DCAT JSON
The DCAT JSON harvester is a CKAN harvester that can be used to harvest metadata from DCAT JSON files.
DCAT is an RDF vocabulary designed to facilitate interoperability between data catalogs published on the Web.
Warning
This harvester is based on the original DCAT harvester from ckanext-dcat,
therefore it requires the ckanext-dcat
library to be installed.
Enable the Harvester
To enable the harvester, add basket_dcat_json_harvester
to the ckan.plugins
setting in your CKAN configuration file (e.g., ckan.ini
or production.ini
).
ckan.plugins = ... basket_dcat_json_harvester ...
Configuration options
tsm_schema
[optional]
Transmute schema allows you to define a schema that will be used to transform the harvested data before we're trying to create/update a dataset in CKAN.
This is useful when the harvested data doesn't match the CKAN dataset schema and you need to transform it.

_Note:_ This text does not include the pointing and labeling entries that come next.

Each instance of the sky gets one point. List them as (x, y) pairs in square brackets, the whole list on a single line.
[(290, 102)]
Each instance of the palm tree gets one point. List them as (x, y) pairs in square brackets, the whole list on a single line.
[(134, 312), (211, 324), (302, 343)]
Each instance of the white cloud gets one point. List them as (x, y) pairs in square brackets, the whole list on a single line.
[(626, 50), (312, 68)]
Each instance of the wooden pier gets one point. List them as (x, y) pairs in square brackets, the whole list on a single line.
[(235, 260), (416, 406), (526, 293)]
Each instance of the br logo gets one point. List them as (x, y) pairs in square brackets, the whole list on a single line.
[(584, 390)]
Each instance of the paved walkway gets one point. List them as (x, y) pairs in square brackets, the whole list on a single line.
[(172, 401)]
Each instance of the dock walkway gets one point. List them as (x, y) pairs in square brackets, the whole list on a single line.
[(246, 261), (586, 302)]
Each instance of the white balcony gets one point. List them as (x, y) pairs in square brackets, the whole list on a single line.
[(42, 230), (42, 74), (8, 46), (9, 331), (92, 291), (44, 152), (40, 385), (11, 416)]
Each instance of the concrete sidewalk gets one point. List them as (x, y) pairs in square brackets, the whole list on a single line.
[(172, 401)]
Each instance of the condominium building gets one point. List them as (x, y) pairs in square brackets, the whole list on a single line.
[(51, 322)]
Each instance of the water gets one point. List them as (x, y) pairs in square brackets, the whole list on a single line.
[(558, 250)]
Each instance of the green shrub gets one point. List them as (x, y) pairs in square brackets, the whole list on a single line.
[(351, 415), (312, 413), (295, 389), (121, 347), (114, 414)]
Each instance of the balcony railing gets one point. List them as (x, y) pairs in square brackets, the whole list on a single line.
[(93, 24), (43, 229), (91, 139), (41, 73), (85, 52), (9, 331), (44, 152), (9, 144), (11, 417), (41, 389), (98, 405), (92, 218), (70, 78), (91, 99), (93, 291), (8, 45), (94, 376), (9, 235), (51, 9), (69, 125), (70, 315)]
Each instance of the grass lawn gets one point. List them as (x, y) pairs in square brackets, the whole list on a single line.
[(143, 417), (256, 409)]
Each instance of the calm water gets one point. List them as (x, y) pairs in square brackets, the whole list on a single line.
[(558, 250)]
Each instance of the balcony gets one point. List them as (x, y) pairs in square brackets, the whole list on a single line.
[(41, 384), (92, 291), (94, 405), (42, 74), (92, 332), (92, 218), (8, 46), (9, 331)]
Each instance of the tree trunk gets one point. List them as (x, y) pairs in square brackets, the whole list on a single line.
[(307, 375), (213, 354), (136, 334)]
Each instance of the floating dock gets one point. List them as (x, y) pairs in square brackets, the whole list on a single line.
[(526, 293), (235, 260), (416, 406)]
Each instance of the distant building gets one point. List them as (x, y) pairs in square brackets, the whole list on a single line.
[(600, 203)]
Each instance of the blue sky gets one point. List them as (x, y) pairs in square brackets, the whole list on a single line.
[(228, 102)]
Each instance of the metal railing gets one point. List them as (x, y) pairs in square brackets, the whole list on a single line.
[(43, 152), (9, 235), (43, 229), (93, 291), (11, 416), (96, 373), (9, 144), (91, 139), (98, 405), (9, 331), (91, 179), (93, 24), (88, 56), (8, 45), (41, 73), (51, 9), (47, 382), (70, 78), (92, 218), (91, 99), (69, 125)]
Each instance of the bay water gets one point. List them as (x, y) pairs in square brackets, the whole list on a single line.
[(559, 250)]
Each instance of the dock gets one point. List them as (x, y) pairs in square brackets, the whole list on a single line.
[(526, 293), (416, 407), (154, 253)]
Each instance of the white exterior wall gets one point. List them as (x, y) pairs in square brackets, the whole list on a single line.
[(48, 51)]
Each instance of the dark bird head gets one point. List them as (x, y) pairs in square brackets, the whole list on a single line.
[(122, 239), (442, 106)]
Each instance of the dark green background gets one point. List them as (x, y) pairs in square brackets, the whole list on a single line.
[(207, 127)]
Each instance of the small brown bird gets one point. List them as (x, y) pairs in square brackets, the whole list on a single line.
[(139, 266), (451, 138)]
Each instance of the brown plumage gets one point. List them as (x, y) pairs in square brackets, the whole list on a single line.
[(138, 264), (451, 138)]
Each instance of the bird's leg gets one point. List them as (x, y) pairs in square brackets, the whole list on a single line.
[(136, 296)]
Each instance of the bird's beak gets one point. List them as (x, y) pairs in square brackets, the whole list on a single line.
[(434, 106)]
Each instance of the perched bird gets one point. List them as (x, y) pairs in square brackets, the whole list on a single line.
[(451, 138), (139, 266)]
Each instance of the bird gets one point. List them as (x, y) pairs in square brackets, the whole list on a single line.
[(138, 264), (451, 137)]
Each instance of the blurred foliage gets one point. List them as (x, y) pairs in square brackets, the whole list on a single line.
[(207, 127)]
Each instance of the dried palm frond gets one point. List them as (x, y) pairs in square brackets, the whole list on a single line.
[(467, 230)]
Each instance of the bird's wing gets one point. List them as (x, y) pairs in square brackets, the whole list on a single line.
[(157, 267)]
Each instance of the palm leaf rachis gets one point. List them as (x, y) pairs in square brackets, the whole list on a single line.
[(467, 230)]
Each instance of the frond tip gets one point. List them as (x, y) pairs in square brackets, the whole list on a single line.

Otherwise, you'd need to write a custom harvester and process the remote data yourself.
See the ckanext-transmute
documentation to learn more about the transmute schema syntax.
Example
{
"root": "Dataset",
"types": {
"Dataset": {
"fields": {
"title": {
"validators": [
"tsm_string_only",
"tsm_to_lowercase",
"tsm_name_validator"
],
"map": "name"
},
"resources": {
"type": "Resource",
"multiple": true,
"map": "attachments"
},
"metadata_created": {
"validators": [
"tsm_isodate"
],
"default": "2022-02-03T15:54:26.359453"
},
"metadata_modified": {
"validators": [
"tsm_isodate"
],
"default_from": "metadata_created"
},
"metadata_reviewed": {
"validators": [
"tsm_isodate"
],
"replace_from": "metadata_modified"
},
}
},
"Resource": {
"fields": {
"title": {
"validators": [
"tsm_string_only"
],
"map": "name"
},
"extension": {
"validators": [
"tsm_string_only",
"tsm_to_uppercase"
],
"map": "format"
},
"web": {
"validators": [
"tsm_string_only"
],
"map": "url"
},
"sub-resources": {
"type": "Sub-Resource",
"multiple": true
},
},
}
}
}
Type: dict[str, Any]
Default: None